The last meal Jesus shared with His disciples before the crucifixion. The high point of the Bible and central event of the ages is the passion (betrayal, crucifixion, death, burial, resurrection, and ascension) of Jesus Christ. All that goes before it in the Bible anticipates His coming. All that comes after presents the full meaning of the person and work of Christ. The Last Supper is reported in the four Gospels (Matt 26:20-35; Mark 14:12-31; Luke 22:14-38; and John 13:1-17:26), but the oldest and most detailed description is in 1 Cor. 11:17-34, probably written before the Gospels were published. Even early is Isa 52:13-53:12, which reads like eyewitness testimony. These two passages are used more than the Gospels to explain the significance of the passion.
As His last week unfolded, Jesus established a new celebration. The new communal meal forms the heart of Christians worship and will be celebrated until the second coming of Christ, when the symbolism will give way to the full reality the supper anticipates. The breaking and sharing of bread and the drinking of the cup were invested with new meaning, demonstrating continuity of the old and new covenants. The body and blood of Christ were given as a sacrifice to secure eternal salvation for all who trust Him as Lord and Savior. That night Jesus also demonstrated the principle of servant leadership. Judas Iscariot, one of the Twelve, though publicly honored that night, betrayed Christ into the hands of those who crucified Him.

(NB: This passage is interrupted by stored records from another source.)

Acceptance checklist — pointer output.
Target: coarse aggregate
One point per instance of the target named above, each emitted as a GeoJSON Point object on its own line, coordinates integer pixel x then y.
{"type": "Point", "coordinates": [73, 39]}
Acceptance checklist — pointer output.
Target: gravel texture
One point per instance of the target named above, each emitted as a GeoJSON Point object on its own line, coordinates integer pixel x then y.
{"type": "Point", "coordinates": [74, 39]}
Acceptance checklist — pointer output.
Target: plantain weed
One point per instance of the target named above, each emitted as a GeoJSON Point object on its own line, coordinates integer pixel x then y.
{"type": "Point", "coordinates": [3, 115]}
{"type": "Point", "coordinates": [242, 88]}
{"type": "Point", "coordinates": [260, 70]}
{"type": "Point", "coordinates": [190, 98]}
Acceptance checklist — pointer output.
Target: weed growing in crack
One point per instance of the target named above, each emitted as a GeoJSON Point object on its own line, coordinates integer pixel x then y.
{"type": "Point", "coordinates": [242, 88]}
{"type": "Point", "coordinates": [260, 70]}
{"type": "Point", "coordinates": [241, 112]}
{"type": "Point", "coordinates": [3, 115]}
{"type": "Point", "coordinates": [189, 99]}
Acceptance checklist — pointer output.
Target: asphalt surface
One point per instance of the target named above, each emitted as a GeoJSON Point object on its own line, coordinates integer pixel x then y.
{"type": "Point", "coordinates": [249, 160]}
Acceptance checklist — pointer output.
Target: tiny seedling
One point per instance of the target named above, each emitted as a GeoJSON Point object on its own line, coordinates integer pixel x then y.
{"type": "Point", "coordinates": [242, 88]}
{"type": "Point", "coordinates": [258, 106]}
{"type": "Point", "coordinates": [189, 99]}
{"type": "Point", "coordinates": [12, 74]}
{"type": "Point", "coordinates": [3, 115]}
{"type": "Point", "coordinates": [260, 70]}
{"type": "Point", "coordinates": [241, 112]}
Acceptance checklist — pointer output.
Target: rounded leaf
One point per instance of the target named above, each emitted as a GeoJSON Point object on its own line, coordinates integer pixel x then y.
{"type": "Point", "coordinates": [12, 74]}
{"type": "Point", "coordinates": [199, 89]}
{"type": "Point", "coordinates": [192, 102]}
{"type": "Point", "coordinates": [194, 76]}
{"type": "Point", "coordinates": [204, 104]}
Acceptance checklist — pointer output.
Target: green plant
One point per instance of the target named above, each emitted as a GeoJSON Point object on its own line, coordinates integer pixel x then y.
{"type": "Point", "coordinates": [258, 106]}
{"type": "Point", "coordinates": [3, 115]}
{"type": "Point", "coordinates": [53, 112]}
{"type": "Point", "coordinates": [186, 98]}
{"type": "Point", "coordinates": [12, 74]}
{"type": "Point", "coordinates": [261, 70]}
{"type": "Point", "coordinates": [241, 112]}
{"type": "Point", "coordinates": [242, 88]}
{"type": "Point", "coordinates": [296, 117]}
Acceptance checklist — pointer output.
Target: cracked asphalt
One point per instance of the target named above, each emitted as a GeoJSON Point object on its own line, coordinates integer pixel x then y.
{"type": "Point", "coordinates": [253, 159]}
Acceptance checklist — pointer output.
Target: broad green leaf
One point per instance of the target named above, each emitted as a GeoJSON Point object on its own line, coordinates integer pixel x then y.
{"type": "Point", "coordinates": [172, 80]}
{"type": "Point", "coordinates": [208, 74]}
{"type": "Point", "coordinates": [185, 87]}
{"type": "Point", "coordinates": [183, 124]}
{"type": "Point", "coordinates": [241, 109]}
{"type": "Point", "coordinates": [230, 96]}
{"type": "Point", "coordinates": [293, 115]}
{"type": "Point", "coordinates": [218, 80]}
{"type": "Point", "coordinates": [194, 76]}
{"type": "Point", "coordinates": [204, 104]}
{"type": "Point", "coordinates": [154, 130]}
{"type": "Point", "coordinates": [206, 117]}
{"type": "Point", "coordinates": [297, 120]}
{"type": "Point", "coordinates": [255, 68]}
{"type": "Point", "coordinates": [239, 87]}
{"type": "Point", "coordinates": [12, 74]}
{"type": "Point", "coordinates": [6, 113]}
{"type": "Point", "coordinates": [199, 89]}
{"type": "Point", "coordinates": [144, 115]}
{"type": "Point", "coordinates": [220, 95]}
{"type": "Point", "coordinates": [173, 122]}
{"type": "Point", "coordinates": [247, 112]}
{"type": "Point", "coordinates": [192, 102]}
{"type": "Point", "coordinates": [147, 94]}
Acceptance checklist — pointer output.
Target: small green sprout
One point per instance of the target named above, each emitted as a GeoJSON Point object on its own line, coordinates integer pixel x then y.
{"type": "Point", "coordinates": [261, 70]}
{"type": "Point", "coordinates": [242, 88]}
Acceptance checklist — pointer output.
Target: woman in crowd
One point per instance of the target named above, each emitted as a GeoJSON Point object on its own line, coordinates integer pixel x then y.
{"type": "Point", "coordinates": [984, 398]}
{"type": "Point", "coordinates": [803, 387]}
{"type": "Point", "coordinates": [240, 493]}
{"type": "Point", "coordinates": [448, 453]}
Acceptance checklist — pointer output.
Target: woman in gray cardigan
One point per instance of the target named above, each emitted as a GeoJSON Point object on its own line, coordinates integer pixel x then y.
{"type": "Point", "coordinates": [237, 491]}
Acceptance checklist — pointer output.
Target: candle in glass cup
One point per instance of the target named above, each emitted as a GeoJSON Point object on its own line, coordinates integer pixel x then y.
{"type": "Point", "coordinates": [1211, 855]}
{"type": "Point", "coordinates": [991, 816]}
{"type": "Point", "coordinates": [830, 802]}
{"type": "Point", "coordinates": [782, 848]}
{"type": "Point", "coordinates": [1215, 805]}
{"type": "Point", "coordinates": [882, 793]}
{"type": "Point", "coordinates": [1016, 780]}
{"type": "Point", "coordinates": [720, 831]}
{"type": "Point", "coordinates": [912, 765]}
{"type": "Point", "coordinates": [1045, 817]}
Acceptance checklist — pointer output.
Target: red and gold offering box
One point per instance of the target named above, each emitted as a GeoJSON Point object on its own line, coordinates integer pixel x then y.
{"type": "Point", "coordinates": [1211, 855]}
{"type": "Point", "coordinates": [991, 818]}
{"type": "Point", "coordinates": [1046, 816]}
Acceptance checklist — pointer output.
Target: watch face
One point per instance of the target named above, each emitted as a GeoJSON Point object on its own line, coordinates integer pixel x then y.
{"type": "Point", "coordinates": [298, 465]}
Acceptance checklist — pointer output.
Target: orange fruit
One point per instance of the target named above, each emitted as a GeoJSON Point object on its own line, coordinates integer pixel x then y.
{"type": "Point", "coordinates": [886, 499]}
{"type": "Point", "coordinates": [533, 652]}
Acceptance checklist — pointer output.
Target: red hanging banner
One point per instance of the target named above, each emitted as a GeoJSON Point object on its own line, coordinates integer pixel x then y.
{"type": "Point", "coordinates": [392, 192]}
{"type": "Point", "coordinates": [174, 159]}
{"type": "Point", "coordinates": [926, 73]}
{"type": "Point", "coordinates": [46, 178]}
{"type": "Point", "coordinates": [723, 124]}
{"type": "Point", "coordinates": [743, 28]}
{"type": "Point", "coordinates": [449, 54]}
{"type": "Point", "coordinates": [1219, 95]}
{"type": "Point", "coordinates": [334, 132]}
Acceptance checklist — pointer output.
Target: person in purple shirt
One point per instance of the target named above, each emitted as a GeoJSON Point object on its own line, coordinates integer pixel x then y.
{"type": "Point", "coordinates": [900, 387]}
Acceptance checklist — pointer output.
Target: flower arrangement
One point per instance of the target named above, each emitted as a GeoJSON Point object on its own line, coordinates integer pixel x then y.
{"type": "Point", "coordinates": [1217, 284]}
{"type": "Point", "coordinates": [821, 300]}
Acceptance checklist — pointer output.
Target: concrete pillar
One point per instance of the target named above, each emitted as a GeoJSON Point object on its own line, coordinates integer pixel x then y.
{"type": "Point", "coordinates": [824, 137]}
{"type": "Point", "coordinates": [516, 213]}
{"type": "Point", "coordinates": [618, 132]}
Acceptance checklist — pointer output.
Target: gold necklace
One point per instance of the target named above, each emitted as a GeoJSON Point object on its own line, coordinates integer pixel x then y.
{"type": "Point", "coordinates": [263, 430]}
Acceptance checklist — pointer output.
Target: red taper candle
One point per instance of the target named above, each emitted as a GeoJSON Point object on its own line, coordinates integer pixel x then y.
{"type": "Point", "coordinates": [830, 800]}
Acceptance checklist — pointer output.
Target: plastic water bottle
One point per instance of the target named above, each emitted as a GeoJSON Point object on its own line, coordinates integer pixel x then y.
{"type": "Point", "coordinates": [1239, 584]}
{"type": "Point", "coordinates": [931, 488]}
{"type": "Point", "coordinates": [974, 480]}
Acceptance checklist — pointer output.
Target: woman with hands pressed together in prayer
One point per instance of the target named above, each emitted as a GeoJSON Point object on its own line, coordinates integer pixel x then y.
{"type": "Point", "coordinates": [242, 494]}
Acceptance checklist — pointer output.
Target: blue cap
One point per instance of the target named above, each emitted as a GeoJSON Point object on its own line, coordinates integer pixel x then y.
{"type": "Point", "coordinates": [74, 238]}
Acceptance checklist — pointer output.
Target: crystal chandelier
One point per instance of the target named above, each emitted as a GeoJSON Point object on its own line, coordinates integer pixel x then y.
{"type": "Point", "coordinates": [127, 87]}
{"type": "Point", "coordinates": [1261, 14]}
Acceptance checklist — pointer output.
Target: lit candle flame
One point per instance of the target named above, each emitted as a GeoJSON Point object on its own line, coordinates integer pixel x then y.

Commentators love to explore apparent contradiction in timing and details of the Last Supper in relationship to the observance of Passover. The Synoptics relate it directly to the Passover meal, and John (If taking about the same event) places it on the day before. The assumption of conflict may not be correct. Often in his Gospel John related events not recorded in the other Gospels. Just as his narratives are different in other aspects, John may be describing another intimate meal with the disciples earlier in the final week of Jesus’s life.